Gold smuggling through Nepal’s only international airport took to new heights under the current dispensation, so much so that wags have said TIA should be named Suvarnabhumi (gold land) instead of the one in Bangkok. (The serial “bikini” murderer Charles Shobhraj once said he could smuggle and elephant through TIA!) It involved hiding tens of kilograms of gold in motorcycle spare parts such as shoe brakes airlifted from Hong Kong, by Nepali and Chinese nationals AND senior Maoist ministers such as Barshaman Pun, Krishna Bahadur Mahara as well as their sons. Noida Maoist honcho and current prime minister is eager to hush these and other scandals up not only because he heads a government backed by corrupt ex-prime ministers complicit in many scams, but also because he fears exposure of his own scams involving embezzlement of Maoist fighter camp funds and justice finally catching up with him in killings of thousands of innocent Nepalis during the insurgency he led.
The Bhutanese refugee scandalinvolved selling refugee identity to Nepalis wishing to settle in the US and other countries.
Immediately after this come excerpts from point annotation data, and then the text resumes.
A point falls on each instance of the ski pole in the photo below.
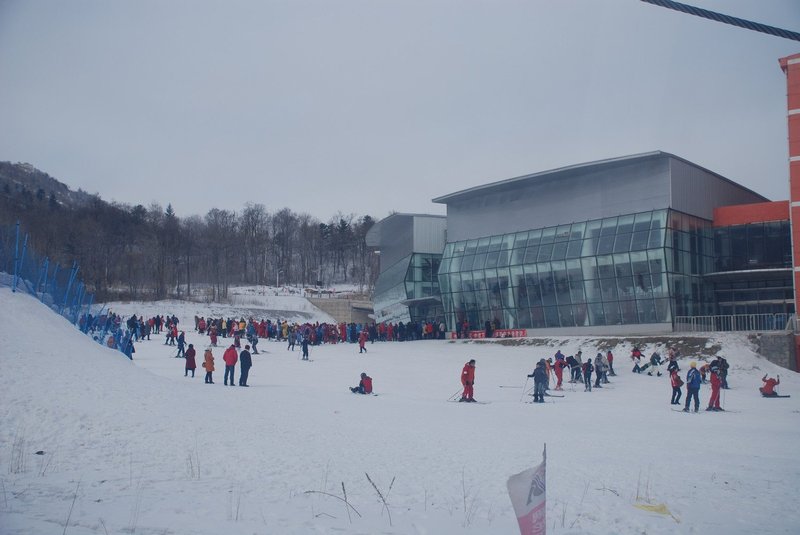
(523, 388)
(453, 397)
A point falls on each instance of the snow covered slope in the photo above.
(136, 447)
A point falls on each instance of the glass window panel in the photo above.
(589, 247)
(622, 243)
(642, 221)
(662, 311)
(581, 314)
(605, 267)
(524, 318)
(609, 226)
(537, 317)
(551, 317)
(574, 271)
(520, 239)
(647, 310)
(455, 282)
(480, 260)
(531, 254)
(639, 240)
(532, 286)
(656, 238)
(562, 233)
(596, 315)
(589, 266)
(593, 293)
(577, 230)
(625, 224)
(491, 259)
(502, 259)
(517, 276)
(609, 289)
(444, 265)
(622, 265)
(561, 283)
(659, 219)
(605, 244)
(574, 249)
(576, 293)
(626, 287)
(565, 316)
(628, 313)
(546, 284)
(545, 252)
(611, 310)
(559, 250)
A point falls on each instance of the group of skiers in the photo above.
(230, 357)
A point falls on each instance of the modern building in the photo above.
(633, 244)
(410, 248)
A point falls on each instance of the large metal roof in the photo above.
(571, 170)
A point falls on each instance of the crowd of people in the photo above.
(121, 334)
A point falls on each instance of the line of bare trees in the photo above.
(136, 252)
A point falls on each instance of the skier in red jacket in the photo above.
(468, 380)
(768, 390)
(231, 357)
(364, 386)
(559, 368)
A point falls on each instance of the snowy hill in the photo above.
(136, 447)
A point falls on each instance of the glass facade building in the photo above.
(631, 269)
(409, 290)
(517, 254)
(410, 248)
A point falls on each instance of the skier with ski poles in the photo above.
(539, 381)
(468, 380)
(768, 390)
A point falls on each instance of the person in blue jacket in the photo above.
(693, 381)
(540, 380)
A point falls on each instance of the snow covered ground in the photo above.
(136, 447)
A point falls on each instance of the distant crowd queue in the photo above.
(108, 328)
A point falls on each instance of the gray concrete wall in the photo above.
(777, 348)
(344, 310)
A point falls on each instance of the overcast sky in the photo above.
(374, 106)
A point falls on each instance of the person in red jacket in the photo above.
(191, 365)
(231, 357)
(716, 383)
(364, 386)
(559, 368)
(676, 383)
(362, 341)
(468, 380)
(610, 359)
(768, 390)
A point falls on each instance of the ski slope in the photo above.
(136, 447)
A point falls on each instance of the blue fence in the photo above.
(59, 287)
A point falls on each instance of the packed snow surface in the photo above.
(92, 443)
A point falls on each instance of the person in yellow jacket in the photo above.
(208, 364)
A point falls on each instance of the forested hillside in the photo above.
(138, 252)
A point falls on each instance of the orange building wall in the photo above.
(791, 66)
(741, 214)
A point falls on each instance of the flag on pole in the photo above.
(527, 491)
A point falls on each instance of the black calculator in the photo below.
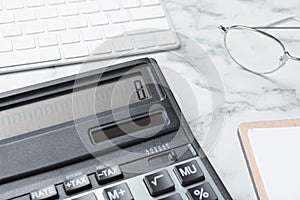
(115, 133)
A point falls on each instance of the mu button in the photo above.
(119, 192)
(77, 184)
(159, 183)
(189, 173)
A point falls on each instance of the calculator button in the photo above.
(189, 173)
(173, 197)
(108, 174)
(49, 192)
(119, 192)
(87, 197)
(159, 183)
(203, 192)
(77, 184)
It has exposed another festering rot that implicates not just senior political figures of the current ideology-free coalition but also the wife of former PM Sher Bahadur Deuba, and in some ways UN’s refugee agency as well. That sacred national identity could be sold so blatantly by senior figures in Nepal’s Loktantrick government should also worry countries where such fake refugees have been resettled.
How useless was the Nepali parliament in putting a brake on the executive branch gone rogue has been highlighted by the last summer session of parliament. It lasted six months, passed only one major bill, spent about 430 million rupees, but had sittings only for 61 days of 255 hours, of which the opposition disrupted proceedings for 30 days. Some 69 days of the six months did not see any house sittings as leaders had gone on foreign visits, or had their own party meetings or because the government could not propose any legislative business. But the members of parliament – like their near useless members of the provincial assemblies and governments – continued to receive their perks and privileges even while doing nothing.
How did it get so bad? Corruption, like the “oldest profession”, has always existed, but in Nepal it has never been this pervasive and entrenched. Why? Anti-corruption agencies were made toothless by these very Loktantrick leaders when they did away with its mandate to investigate policy and high-level corruption. Commission for Investigation of Abuse of Authority (CIAA) for instance has no jurisdiction to look at policy decisions by the cabinet (which is where all the above high-profile corruptions originated); and the National Vigilance Center under the prime minister “is only empowered to take preventive and promotional measures against corruption”.
In a nutshell, the impunity with which the current dispensation indulges in corruption is rooted in a few fundamental “truths”. First, the same leaders who engaged in corruption since the mid-1990s are still in the top echelons of parties and governments despite three decades of scams and poor performance; and it is they who have suppressed each other’s’ scams in what is known as “bhagbanda” or divvying up the spoils of office. Second, we have designed a political system dependent on big money to run parties and win elections. And with legislators allowed to become executive ministers, they become bad legislators not interested in controlling the government but corrupt ministers themselves to recoup their election costs. Finally, by doing away with traditional religious values in the name of modernity and removing the institution of monarchy that was above competitive party politics, all brakes were off. Corruption will diminish only if this Loot-tantra is done away with.